Officials from the Air Force Life Cycle Management Center and the University of Dayton Research Institute accepted delivery of a C-130 aircraft from Eglin Air Force Base, Florida, at UDRI’s headquarters building May 15.

The aircraft, which has been decommissioned, will be used to demonstrate and test a number of technologies designed to lower the cost of sustaining the Air Force’s C-130 fleet.

Work will be performed in and on the aircraft as well as in other UDRI support labs.

With a wing span of 133 feet, the aircraft was partly disassembled at Eglin AFB for the trip to the Advanced Technology and Training Center at UDRI.

A 2,500-square-foot concrete pad has been poured to support the aircraft, which weighs approximately 40 tons when empty.

Once the plane is reassembled, researchers from UDRI will perform the work in collaboration with AFLCMC’s Product Support Engineering Division and the AFLCMC C-130 Program Office.

“The Air Force spends a lot of money on aircraft sustainment,” said Debbie Naguy, AFLCMC Product Support Engineering Division chief. “The C-130 that is being delivered here today will help us demonstrate and qualify new innovative technologies to lower sustainment costs and improve readiness.”

Brian Stitt, division head for Sustainment Technologies Transition at UDRI, said technology development and demonstration under the program will include micro-vanes for fuel savings, additive manufacturing, cold spray for repairs, robotics and lasers for paint removal, environmental evaluation of coatings, augmented and virtual reality, condition-based maintenance and aircraft battle damage repair.

Although several of these technologies are emerging, they are already proving valuable in the sustainment of legacy aircraft.

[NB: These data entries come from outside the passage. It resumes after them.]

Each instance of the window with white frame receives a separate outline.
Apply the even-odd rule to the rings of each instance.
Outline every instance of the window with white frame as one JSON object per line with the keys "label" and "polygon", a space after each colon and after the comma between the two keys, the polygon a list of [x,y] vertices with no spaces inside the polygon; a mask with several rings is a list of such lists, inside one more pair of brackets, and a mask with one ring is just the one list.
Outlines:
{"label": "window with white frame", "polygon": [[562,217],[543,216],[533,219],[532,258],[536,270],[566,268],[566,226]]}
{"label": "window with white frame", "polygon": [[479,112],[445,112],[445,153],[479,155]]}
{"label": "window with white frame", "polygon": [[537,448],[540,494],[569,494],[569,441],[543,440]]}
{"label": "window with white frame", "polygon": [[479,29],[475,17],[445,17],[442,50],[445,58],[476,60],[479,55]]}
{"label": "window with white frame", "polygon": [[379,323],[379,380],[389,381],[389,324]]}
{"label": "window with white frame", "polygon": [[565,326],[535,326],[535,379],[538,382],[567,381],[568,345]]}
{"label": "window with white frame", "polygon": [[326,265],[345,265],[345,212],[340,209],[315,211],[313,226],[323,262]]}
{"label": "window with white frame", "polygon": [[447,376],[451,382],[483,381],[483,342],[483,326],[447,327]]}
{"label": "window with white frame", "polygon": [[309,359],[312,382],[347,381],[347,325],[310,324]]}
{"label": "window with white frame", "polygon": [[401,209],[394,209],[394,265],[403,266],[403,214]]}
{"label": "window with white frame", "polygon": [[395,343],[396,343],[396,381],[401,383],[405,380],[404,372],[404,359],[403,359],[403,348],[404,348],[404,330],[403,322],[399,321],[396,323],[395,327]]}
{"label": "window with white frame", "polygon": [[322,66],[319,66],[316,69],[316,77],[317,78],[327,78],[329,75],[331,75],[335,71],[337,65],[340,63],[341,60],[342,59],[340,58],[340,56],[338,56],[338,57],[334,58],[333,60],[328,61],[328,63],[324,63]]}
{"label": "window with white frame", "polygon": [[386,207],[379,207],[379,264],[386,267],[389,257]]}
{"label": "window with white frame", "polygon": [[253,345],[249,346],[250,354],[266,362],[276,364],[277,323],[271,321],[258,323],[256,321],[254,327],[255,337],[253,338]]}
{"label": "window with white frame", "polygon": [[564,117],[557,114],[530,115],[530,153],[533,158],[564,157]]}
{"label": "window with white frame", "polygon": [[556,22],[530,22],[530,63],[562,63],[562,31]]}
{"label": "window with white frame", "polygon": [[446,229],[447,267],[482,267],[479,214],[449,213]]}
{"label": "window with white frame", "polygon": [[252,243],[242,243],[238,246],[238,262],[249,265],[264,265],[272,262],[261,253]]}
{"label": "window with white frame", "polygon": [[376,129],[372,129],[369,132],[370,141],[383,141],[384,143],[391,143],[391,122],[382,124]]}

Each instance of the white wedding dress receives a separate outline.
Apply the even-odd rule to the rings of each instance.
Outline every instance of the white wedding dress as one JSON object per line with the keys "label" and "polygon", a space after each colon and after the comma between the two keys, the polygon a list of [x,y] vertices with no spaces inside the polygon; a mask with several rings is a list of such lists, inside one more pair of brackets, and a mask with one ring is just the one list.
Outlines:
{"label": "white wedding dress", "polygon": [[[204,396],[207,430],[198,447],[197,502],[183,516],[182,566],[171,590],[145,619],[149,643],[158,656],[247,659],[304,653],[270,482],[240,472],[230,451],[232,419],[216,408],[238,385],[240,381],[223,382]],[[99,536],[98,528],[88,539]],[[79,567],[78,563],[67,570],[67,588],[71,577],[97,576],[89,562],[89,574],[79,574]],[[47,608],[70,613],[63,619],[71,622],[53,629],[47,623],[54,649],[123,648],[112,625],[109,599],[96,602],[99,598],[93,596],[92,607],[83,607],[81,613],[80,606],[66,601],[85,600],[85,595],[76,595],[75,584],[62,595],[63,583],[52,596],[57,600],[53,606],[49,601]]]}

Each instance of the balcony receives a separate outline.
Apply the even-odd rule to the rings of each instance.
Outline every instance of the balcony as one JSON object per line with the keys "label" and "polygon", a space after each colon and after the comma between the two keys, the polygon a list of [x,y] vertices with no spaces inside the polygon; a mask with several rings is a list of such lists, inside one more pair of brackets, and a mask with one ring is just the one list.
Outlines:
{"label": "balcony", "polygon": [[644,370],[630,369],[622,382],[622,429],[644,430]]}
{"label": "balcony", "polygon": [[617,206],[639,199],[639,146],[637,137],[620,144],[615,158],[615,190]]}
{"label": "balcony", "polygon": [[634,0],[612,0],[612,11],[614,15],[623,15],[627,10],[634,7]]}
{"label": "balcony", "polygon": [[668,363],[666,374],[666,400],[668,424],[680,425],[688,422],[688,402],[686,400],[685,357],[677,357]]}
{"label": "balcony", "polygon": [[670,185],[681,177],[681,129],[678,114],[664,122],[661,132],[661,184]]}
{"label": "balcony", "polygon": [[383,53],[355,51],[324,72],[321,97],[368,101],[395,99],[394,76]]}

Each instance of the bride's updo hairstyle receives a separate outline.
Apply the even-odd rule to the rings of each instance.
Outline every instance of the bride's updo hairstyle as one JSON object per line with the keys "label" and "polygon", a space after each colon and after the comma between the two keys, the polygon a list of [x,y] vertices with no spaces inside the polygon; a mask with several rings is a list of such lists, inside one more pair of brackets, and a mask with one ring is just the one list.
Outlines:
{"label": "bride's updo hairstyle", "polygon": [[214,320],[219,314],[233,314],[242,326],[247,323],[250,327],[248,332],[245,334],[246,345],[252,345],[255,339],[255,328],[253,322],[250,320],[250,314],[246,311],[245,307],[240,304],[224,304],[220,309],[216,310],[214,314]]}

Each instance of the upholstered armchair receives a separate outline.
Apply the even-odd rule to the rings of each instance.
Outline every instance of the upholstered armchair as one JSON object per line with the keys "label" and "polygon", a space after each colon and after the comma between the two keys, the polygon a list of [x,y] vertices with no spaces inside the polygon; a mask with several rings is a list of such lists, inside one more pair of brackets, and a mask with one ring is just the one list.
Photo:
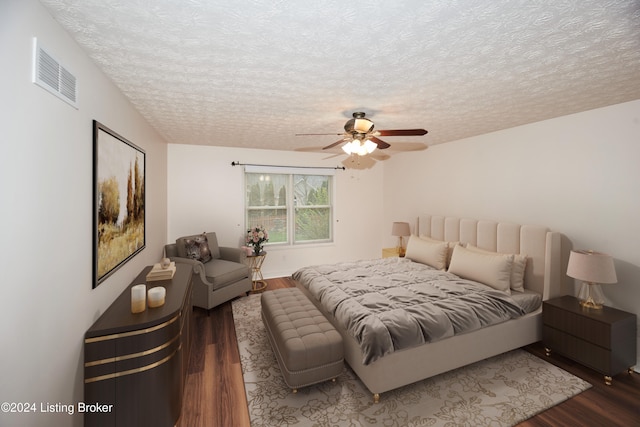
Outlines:
{"label": "upholstered armchair", "polygon": [[180,237],[165,256],[193,267],[193,305],[211,309],[251,290],[251,269],[240,248],[220,247],[216,233]]}

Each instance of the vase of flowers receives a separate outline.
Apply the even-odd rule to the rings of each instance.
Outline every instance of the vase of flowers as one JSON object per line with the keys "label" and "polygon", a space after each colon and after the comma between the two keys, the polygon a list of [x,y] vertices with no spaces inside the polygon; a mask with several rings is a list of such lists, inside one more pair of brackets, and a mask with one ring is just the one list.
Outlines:
{"label": "vase of flowers", "polygon": [[260,255],[262,252],[262,246],[264,246],[265,242],[269,241],[269,233],[264,227],[253,227],[247,230],[247,238],[245,242],[247,246],[253,248],[254,255]]}

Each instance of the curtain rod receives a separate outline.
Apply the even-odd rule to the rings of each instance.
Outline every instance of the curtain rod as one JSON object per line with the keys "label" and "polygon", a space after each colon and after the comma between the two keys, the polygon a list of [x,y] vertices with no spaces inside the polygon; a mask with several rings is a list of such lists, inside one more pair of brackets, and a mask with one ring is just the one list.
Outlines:
{"label": "curtain rod", "polygon": [[265,168],[303,168],[303,169],[342,169],[346,170],[344,166],[280,166],[280,165],[257,165],[253,163],[240,163],[240,162],[231,162],[231,166],[260,166]]}

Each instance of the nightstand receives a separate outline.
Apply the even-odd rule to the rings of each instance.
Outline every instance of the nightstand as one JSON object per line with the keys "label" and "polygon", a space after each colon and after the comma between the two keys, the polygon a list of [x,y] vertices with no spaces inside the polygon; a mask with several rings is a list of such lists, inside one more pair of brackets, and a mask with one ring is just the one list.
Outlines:
{"label": "nightstand", "polygon": [[392,258],[398,256],[398,248],[384,248],[382,249],[382,258]]}
{"label": "nightstand", "polygon": [[542,305],[542,342],[547,356],[555,351],[611,377],[633,372],[636,363],[636,315],[603,307],[585,309],[577,298],[563,296]]}

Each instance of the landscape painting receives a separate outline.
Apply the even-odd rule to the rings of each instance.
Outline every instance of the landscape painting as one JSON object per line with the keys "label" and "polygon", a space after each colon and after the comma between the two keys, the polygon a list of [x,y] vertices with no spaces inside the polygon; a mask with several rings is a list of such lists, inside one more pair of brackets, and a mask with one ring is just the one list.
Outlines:
{"label": "landscape painting", "polygon": [[95,288],[145,247],[145,152],[94,120]]}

For example, advances in additive manufacturing – also known as 3-D printing – are enabling the Air Force to produce, on demand, small quantities of aircraft parts that are no longer being manufactured, and at a fraction of the cost of retooling to reproduce the part.

“The challenge is that, in many cases, no technical information exists on these parts because of the age of the aircraft,” Naguy said. “So when a replacement part or structure is needed and there is no drawing available, we will reverse engineer the part, scanning it to create a three-dimensional digital model that will be used to develop and qualify AM replacement parts.”

In the process, the team will create a “digital thread,” an electronic database documenting all information on the part and process used to create it.

The faster these technologies are developed and advanced, the bigger the impact will be for use across the Air Force enterprise, Stitt said. And having an aircraft on site, with unlimited access, allows expedited execution.

The program is expected to last between 18 and 24 months and involve students from the University of Dayton, Ohio State University and Wright State University working alongside Air Force and UDRI engineers and researchers to progress these game-changing technologies.